O especialista também destaca outras ações que corroboram para o surgimento e desenvolvimento de doenças: desmatamento, desequilíbrio climático e contaminações ambientais podem gerar a proliferação de transmissores de doenças em plantações. Já o uso indiscriminado de agrotóxicos causa impacto na saúde humana. Por fim, a utilização sem controle na cadeia animal de antibióticos e hormônios proibidos também representa riscos para os consumidores, e o descarte indevido dessas substâncias gera contaminação ambiental. “Pensar em saúde única é pensar de forma coletiva os problemas e as soluções, criando oportunidades de prevenção e tornando o mundo mais sustentável e saudável. É a melhor estratégia para o enfrentamento a novos surtos epidêmicos globais”, aponta.

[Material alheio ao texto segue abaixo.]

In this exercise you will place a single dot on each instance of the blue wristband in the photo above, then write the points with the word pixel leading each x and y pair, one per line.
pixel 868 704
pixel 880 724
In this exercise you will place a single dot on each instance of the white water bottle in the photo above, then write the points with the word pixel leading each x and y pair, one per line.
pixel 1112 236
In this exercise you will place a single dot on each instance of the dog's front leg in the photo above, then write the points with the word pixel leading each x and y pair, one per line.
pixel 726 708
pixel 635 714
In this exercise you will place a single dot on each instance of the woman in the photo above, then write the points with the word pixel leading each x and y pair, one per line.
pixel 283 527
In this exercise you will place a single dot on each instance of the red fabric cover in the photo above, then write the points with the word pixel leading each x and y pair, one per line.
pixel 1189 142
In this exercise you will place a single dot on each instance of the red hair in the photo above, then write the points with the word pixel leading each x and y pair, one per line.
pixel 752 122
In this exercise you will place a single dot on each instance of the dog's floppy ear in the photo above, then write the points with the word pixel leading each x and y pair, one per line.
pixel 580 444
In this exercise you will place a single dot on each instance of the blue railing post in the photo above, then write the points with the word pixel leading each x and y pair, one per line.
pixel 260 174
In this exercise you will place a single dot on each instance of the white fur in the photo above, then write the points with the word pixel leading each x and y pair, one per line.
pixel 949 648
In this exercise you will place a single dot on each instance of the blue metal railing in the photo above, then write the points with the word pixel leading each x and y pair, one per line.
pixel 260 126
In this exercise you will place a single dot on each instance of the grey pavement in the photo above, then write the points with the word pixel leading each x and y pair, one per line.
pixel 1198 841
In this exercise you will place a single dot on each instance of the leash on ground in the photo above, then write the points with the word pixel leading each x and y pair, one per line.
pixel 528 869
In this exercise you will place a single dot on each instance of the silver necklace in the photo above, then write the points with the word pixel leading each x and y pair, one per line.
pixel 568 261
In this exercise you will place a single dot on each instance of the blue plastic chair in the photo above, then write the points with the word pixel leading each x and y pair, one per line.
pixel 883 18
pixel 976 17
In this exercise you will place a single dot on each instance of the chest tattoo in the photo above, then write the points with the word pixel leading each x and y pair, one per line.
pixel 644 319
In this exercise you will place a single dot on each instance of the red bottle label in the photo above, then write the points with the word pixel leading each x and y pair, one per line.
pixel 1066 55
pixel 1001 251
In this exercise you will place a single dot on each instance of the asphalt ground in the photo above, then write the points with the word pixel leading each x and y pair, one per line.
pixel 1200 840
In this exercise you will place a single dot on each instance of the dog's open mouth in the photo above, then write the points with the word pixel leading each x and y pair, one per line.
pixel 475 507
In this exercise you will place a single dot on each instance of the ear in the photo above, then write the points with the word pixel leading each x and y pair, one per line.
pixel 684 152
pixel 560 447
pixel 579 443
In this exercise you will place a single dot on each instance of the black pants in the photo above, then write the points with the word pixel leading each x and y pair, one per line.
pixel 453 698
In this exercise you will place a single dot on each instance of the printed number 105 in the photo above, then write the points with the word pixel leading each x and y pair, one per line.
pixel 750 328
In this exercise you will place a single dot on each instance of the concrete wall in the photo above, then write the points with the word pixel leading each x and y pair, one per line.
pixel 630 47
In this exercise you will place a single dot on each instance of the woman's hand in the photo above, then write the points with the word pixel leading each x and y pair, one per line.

Entretanto, a aplicação da saúde única é ainda distante, pontua o pesquisador David Soeiro. “Apesar de fortemente incentivada no panorama internacional, no Brasil ainda temos ações muito mais debatidas e restritas ao ambiente acadêmico. Isso inclui as pesquisas realizadas nas universidades em parcerias com o setor público e as redes de colaboração interinstitucional, como a Rede One Health Brasil. Saúde única sem o estabelecimento de mecanismos de gestão e sem recursos dificulta a prática nos serviços públicos”.

“Ao longo dos últimos cinco anos houve congressos, seminários, simpósios, encontros e discussões que ajudaram a geração de diretrizes publicadas para o Ministério da Saúde e o da Agricultura, Pecuária e Abastecimento. Porém, não existe um órgão centralizado ou uma agenda de trabalho junto ao poder executivo para a saúde única”, destaca Paulo Abílio.

“É necessário transformar a saúde única numa política nacional. Passa também pelo Ministério do Meio Ambiente e por todos os órgãos ambientais estaduais e municipais, num trabalho estreito, integrado e intenso de monitoramento, acompanhamento, preparação, observação e de tomada de decisões”, completa o médico-veterinário Nélio Batista de Morais.

Nélio reforça que o monitoramento do meio ambiente é fundamental como forma de prevenção de novas pandemias. “Se houver uma vigilância efetiva, um controle do espaço ecológico, os danos finais para a sociedade serão bastante minimizados. É necessário acompanhamento da cadeia da produção de alimentos, desde o campo até o supermercado”.

Para a Organização Mundial da Saúde Animal (OIS), controlar os agentes infecciosos que podem ser transmitidos de animais para seres humanos e vice-versa é a maneira mais eficaz e econômica de proteger as pessoas. Isso somente será possível com estratégias de saúde pública implementadas a níveis nacional, regional e global.

Rafael Revadam é jornalista, pós-graduado em estudos brasileiros. Tem especialização em jornalismo científico e cursa mestrado em divulgação científica no Labjor/Unicamp.